How do stars form? Gravity pulls together the clumps of dust and gas. As the clumps get bigger, their gravity gets stronger, and the clump eventually collapses from its own gravity. The collapse causes the material at the center of the cloud to heat up, and this hot core is the beginning of a star.
The RHO OPHiuchi system is one of our closest star-forming nurseries. It’s 460 light years away. That is, traveling at the speed of light, it would take 460 years to reach. The beautiful colors result from high temperature gas emitting radiation (red) or dust and gases reflecting light from a nearby star (blue). Pink objects are young stars and the cloud enveloping them is called it’s “baby blanket.”
Some nebulae have descriptive names like butterfly, horsehead, rose, cat’s eye, elephant trunk and lemon slice, to name a few; while others are more utilitarian, such as NGC6357.
Lawsuits in Space?
APOLLO 8 was the first MANNED spacecraft to leave Earth’s orbit. This was in December 1968. You’ve probably seen the famous Earthrise photograph taken by Astronaut William Anders. This is one of many gorgeous images available to us because of science. The mission had an ironic twist because their motivation was to study the moon and yet when the three astronauts caught sight of the Earth rise they were in awe. Anders, whose job it was to photograph the moon, is quoted as saying “We came all this way to discover the moon. And what we really did discover is Earth.”
The Apollo 8 crew took turns reading the first 10 verses of the book of Genesis during a Christmas Eve television broadcast, while beaming images of the lunar surface to a billion viewers. “In the Beginning, God created the heavens and the earth…” This launched a lawsuit by atheist Madalyn Murray O’Hair, citing her first Amendment rights had been violated. The case was rejected by the U.S. Supreme Court for lack of jurisdiction.

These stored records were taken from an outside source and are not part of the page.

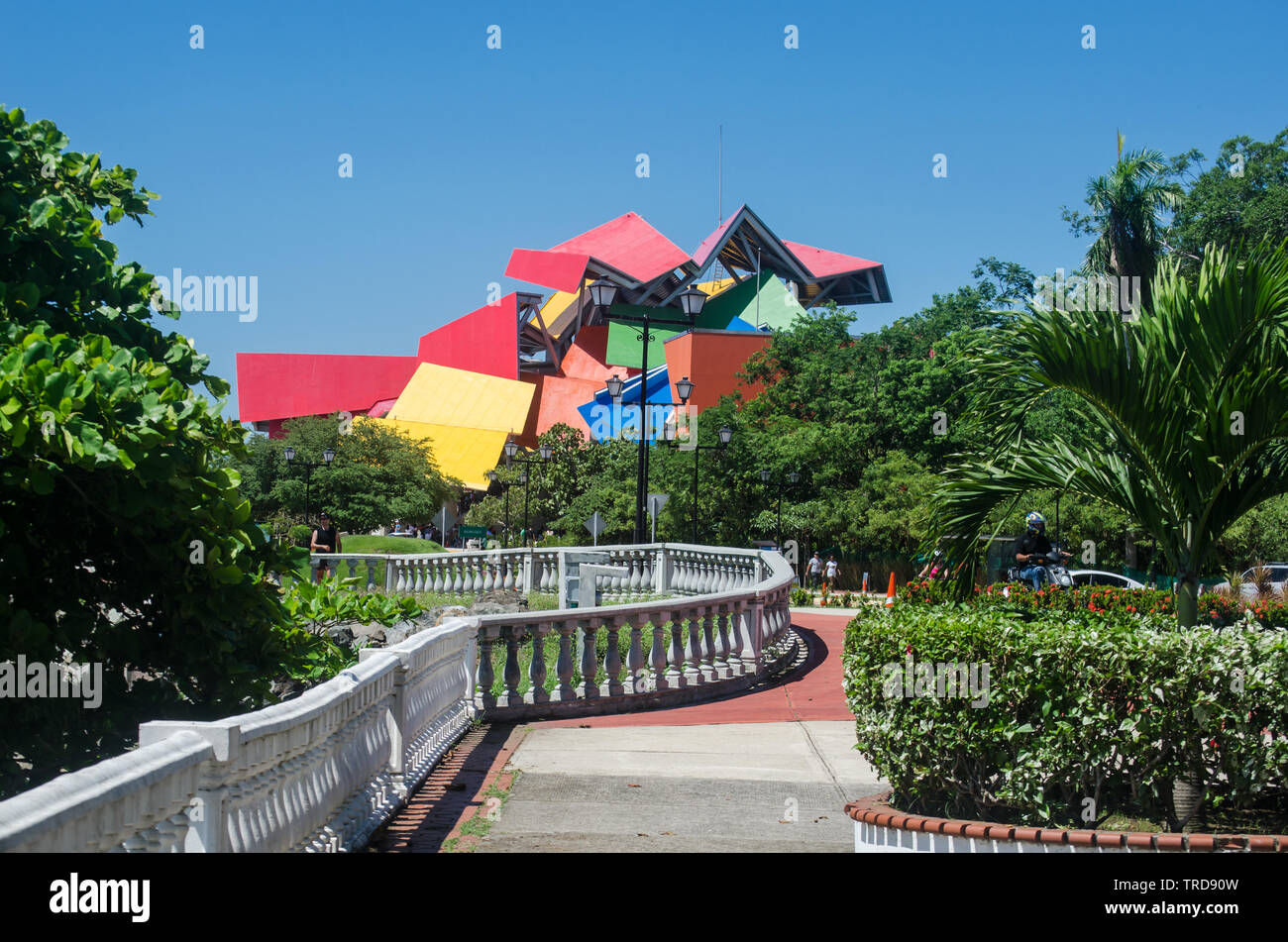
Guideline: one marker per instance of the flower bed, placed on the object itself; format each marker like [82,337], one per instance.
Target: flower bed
[1082,714]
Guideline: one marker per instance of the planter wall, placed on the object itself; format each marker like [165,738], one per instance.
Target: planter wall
[881,829]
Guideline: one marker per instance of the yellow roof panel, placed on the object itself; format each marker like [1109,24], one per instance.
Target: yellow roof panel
[449,396]
[562,304]
[715,287]
[467,455]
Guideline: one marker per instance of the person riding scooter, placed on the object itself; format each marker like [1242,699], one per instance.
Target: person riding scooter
[1031,551]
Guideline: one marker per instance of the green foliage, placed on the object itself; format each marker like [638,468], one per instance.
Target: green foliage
[1190,407]
[378,475]
[1108,706]
[125,538]
[1127,216]
[1225,206]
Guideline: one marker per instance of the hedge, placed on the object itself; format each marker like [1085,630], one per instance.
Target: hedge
[1214,609]
[1080,704]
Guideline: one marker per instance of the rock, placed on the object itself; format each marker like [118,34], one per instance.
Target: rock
[286,688]
[340,635]
[374,633]
[498,602]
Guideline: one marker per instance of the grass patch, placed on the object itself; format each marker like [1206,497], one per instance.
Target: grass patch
[478,826]
[402,546]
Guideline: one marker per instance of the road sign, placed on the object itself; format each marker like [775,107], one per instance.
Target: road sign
[596,524]
[656,502]
[478,533]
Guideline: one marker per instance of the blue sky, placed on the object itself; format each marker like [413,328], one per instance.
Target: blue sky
[462,152]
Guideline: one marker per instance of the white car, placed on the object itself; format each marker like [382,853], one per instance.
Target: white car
[1278,576]
[1098,576]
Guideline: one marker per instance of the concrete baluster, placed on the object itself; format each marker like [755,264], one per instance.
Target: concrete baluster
[537,691]
[511,696]
[694,663]
[636,668]
[675,678]
[657,653]
[613,659]
[563,667]
[484,678]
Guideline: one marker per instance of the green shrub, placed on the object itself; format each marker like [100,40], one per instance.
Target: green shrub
[1220,610]
[1080,704]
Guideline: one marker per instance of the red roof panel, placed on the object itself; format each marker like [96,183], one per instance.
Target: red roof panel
[291,385]
[824,263]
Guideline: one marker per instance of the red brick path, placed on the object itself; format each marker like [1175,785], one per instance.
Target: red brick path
[454,791]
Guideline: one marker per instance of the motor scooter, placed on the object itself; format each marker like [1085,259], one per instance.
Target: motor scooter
[1057,573]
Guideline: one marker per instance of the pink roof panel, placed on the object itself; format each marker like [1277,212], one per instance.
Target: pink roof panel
[629,244]
[290,385]
[824,263]
[558,270]
[709,242]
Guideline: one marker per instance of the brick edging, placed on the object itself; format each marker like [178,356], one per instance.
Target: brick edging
[875,809]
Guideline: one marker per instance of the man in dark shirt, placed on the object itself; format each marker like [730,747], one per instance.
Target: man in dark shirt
[1031,549]
[325,541]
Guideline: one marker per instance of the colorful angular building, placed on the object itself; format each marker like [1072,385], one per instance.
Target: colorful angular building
[533,360]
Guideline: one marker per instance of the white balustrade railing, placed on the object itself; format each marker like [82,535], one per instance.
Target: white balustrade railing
[724,609]
[314,774]
[321,773]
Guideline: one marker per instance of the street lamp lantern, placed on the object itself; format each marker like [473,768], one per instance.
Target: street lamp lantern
[692,301]
[603,292]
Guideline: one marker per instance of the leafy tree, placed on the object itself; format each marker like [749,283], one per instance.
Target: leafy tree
[1192,426]
[377,475]
[1243,197]
[1128,206]
[125,540]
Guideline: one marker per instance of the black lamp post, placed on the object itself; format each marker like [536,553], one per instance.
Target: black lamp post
[725,437]
[601,295]
[793,477]
[545,453]
[327,457]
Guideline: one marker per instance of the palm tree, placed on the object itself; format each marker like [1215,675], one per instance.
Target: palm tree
[1127,207]
[1190,411]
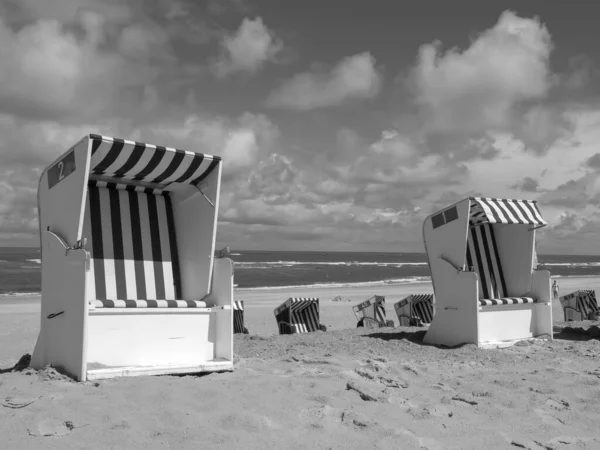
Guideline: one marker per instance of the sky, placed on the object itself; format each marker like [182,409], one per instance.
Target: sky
[342,124]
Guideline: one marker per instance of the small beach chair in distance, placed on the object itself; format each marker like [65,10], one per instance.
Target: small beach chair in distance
[371,313]
[580,305]
[487,291]
[130,282]
[415,310]
[298,315]
[238,317]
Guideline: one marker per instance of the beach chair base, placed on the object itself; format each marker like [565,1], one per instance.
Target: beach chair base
[216,365]
[367,322]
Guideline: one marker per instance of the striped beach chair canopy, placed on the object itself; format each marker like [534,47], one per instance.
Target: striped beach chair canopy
[505,211]
[130,224]
[120,161]
[298,315]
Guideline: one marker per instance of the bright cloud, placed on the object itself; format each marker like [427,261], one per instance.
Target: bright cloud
[248,49]
[352,78]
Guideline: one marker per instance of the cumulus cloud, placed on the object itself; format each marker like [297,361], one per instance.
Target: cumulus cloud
[527,184]
[575,193]
[491,85]
[248,49]
[352,78]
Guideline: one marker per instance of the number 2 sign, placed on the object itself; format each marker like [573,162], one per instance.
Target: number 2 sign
[61,169]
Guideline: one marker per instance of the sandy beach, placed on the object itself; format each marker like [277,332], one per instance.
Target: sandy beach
[345,388]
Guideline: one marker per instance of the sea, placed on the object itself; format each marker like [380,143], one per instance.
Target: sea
[20,269]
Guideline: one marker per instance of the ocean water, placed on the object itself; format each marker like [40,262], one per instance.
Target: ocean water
[20,268]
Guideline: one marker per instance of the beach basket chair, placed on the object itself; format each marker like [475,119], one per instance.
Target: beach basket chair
[371,313]
[238,317]
[416,310]
[130,283]
[298,315]
[487,292]
[580,305]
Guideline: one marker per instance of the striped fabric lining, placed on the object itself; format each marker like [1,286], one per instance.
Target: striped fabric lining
[415,308]
[507,211]
[483,257]
[136,161]
[585,303]
[373,308]
[131,236]
[238,316]
[302,314]
[148,304]
[506,301]
[422,307]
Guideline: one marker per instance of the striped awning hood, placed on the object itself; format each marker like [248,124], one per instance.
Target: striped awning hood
[508,211]
[147,163]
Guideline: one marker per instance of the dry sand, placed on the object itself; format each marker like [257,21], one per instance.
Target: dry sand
[347,388]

While the lawsuit succeeded in silencing astronauts from future expression of spiritual beliefs, the United States Post Office was not deterred and issued a commemorative stamp with the iconic Earthrise photo, captioned “In the beginning, God…”
Selfies from Mars
Mars is the only planet to be solely inhabited by robots, none of them at the same time. Curiosity was the 6th rover to land on the red planet (since 2012). Designed to assess whether Mars ever had an environment able to support small microbial life, Curiosity analyzes samples it has scooped from the soil and drilled from rocks. Curiosity is a post- millennial that knows how to take SELFIES! It has beamed many selfies back to earth. And, all alone on Mars, Curiosity sang Happy Birthday to itself on August 5, 2013, commemorating its 1st birthday (the year after it landed on the planet).
Message in a Bottle
On a grand scale, we sent a message in a bottle, a time capsule, into space. Voyager I and II launched in 1977 to explore the outer solar system. Both did fly-bys of Jupiter and Saturn. Voyager I then headed for the edge of our solar system, reaching Interstellar Space in 2012, while Voyager II flew by Uranus in 1986 and Neptune in 1989. It too reached Interstellar space in November 2018. The first closest star will not be reached for another 40,000 years (at 10 miles/second).
Should the crafts meet ET along the way, both spacecrafts carry Golden LPs with sounds and images of life and culture on earth: 115 images (including our solar system), DNA, human anatomy, animals, food, architecture; sounds of nature (surf, wind, thunder, birds, whales, other animals, etc); music selections (including Beethoven) from different cultures and eras; and greetings in 55 languages.
A kickstarter program makes a copy available to anyone who still owns a phonograph. There’s also a CD version for those who are undesirable of nostalgia.
We think of Earth as being our home, and it is, but we can also think of the solar system as our neighborhood, and the rest of the Universe offers all the places you may never have the chance to visit but can EXPLORE because of science.